Ainda não totalmente convencido dos riscos de uma missão de resgate, Tunna
mantêm-se pensativo tentando encontrar alguma saída, uma solução para o problema.
Para tentar conter o raciocínio impávido do guerreiro, o que poderia levar a uma ação
suicida, Bellchior continua falando, roubando-lhe a atenção:

– Como disse: enquanto estivera trancado aqui com você, Jassco


permaneceu sobrevoando e explorando o planeta, consumindo combustível
químico, que é o que nos resta agora, sem o Sealcon.
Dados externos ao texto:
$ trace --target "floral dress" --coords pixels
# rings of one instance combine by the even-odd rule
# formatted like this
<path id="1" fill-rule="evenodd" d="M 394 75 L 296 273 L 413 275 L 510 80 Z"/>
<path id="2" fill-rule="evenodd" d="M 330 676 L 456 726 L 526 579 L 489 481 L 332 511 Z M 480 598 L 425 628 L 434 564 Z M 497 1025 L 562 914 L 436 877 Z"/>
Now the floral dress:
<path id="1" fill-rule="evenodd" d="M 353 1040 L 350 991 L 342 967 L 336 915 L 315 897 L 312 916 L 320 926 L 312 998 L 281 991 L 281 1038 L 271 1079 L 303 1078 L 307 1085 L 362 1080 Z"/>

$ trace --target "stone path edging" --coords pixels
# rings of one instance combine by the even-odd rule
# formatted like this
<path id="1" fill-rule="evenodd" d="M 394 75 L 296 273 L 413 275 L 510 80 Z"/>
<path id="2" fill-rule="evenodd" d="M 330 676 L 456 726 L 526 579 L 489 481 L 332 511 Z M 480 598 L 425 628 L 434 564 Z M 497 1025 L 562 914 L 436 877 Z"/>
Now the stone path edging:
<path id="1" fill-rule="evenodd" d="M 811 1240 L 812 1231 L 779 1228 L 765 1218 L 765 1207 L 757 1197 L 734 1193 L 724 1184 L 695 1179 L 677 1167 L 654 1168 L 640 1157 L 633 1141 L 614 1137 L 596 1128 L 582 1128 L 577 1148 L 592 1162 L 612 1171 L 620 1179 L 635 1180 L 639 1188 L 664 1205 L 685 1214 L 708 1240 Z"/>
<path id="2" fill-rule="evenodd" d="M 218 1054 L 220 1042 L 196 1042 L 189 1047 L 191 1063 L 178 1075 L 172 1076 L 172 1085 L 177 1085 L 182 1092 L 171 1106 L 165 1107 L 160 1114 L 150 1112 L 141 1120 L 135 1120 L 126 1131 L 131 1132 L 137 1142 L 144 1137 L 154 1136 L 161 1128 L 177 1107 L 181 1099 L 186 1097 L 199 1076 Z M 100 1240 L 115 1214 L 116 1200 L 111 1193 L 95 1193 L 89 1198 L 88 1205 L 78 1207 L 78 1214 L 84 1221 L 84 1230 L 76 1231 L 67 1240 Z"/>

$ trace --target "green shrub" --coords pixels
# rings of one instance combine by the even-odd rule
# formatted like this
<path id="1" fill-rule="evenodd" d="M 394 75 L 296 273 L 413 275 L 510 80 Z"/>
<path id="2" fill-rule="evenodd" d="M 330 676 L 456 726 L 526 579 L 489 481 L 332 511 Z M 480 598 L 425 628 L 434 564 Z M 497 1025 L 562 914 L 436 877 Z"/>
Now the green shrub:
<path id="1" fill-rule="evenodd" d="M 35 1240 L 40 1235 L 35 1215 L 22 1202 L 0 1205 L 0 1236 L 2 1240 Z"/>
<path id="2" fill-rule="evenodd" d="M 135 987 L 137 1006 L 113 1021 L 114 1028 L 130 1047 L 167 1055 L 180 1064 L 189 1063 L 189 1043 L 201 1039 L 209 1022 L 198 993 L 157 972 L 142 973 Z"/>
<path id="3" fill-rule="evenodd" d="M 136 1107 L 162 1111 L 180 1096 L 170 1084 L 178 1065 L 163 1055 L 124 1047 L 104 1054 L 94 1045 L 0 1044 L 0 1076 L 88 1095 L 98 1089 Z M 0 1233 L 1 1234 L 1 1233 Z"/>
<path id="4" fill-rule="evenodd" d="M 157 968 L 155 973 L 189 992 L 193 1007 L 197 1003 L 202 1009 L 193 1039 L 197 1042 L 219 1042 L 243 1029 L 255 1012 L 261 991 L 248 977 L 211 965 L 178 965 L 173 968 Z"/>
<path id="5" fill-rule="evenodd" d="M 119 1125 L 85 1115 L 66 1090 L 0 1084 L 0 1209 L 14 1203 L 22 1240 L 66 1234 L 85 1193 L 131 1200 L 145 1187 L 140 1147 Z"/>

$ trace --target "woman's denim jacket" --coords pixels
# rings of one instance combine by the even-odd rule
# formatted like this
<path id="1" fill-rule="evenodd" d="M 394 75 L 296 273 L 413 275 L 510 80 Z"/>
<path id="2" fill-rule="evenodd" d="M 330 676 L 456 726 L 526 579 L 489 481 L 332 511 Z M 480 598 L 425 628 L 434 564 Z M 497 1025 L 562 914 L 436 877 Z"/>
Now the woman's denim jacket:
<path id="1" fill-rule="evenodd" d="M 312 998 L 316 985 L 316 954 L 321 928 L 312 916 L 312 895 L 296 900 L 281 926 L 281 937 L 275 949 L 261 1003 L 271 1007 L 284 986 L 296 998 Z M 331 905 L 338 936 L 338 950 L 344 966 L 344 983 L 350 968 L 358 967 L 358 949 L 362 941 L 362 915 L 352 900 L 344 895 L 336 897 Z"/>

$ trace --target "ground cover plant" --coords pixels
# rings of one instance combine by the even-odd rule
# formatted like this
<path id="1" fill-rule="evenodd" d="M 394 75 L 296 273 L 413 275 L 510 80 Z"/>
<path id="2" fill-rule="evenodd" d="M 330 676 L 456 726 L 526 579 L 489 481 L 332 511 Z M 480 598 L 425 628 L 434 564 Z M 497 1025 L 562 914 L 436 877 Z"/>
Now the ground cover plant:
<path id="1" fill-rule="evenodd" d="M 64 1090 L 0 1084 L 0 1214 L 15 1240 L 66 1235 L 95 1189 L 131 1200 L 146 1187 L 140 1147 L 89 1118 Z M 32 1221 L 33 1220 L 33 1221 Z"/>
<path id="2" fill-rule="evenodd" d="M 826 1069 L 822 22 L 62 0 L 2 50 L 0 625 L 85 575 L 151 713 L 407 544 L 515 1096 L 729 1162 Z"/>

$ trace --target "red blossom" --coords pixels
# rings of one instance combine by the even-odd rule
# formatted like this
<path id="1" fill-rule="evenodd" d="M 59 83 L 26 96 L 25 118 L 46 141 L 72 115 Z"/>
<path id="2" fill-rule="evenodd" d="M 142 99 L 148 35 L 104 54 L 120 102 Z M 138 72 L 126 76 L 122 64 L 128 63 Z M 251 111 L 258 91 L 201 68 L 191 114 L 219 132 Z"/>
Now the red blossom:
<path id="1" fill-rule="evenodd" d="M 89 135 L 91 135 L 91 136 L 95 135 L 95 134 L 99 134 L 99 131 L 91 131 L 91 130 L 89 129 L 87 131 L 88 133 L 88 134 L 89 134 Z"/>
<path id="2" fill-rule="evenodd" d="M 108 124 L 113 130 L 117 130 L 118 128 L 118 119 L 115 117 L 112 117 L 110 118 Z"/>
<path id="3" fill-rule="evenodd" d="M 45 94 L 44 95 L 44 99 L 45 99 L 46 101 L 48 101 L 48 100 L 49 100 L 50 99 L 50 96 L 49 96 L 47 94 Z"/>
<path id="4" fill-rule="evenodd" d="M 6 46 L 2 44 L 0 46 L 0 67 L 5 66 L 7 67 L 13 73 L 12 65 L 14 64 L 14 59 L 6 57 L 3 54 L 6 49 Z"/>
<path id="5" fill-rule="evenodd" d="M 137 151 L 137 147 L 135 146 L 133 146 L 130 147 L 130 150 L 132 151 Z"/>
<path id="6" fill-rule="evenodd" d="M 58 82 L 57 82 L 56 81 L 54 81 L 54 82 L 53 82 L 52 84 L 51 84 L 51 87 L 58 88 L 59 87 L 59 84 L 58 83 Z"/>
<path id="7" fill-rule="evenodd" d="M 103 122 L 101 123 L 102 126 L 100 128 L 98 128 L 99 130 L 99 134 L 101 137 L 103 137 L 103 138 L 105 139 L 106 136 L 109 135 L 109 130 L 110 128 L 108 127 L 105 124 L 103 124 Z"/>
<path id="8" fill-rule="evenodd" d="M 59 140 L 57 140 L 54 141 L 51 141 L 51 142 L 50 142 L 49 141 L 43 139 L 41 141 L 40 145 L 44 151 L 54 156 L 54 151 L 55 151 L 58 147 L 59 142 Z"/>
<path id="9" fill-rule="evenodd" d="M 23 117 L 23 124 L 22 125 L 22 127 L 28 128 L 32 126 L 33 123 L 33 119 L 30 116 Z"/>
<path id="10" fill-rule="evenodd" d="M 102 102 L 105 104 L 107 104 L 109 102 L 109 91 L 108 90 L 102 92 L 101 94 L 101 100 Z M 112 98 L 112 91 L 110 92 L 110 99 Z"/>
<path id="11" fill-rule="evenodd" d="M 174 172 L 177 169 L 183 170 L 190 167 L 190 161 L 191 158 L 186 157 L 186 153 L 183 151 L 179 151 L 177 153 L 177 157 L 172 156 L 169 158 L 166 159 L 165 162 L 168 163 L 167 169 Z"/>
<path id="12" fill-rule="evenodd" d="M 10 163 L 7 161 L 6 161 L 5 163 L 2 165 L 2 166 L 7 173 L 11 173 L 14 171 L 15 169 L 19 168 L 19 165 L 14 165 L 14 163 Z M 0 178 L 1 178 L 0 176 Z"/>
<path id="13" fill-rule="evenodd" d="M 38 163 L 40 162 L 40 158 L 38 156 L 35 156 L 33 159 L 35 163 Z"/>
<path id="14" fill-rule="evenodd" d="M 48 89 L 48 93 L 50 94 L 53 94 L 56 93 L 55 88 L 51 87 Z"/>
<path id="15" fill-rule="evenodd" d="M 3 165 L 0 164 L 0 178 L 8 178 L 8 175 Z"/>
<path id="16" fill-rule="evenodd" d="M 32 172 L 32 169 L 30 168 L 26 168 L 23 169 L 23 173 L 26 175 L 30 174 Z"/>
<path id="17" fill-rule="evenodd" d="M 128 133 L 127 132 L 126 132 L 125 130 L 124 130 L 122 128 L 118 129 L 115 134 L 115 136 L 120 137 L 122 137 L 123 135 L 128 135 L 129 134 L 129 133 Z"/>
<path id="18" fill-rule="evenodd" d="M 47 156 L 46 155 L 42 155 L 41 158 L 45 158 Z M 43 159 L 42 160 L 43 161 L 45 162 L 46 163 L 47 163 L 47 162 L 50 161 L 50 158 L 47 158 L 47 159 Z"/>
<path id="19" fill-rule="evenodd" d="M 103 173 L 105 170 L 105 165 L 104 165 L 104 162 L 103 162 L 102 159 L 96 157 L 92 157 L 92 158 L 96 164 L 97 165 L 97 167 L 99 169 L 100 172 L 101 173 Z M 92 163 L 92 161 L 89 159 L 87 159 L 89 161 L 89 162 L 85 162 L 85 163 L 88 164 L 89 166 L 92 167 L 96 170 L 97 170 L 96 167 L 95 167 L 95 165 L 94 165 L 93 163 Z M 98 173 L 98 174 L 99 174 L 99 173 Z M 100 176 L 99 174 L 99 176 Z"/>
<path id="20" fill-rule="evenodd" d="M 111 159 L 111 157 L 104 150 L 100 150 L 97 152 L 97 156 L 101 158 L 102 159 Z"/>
A fim de economizar
combustível, pedi para que ele encerrasse a exploração e subisse ao espaço para
que, então, ficássemos orbitando o planeta sem gastar combustível dos nossos
reservatórios: 7.7 de 10 é tudo que nos resta para procurarmos algum lugar
viável para nós. (há uma pequena pausa fatídica na conversa onde, pela troca de
olhares, Tunna é capaz de deduzir o que Bellchior reluta em dizer)
Mas… pelos mapas Lemurianos, não há dados sobre qualquer planeta próximo
capaz de sustentar vida. Também estamos longe demais para retornar…
– Já entendi: estamos ferrados! Condenados a vagar no espaço até
morrermos de fome…
– Bom, quando acabar a nossa reserva de alimentos, a nave ainda pode
sintetizar durante algum tempo um composto orgânico capaz de nos manter
alimentados. A partir daí só nos resta, de fato, as câmaras de estase!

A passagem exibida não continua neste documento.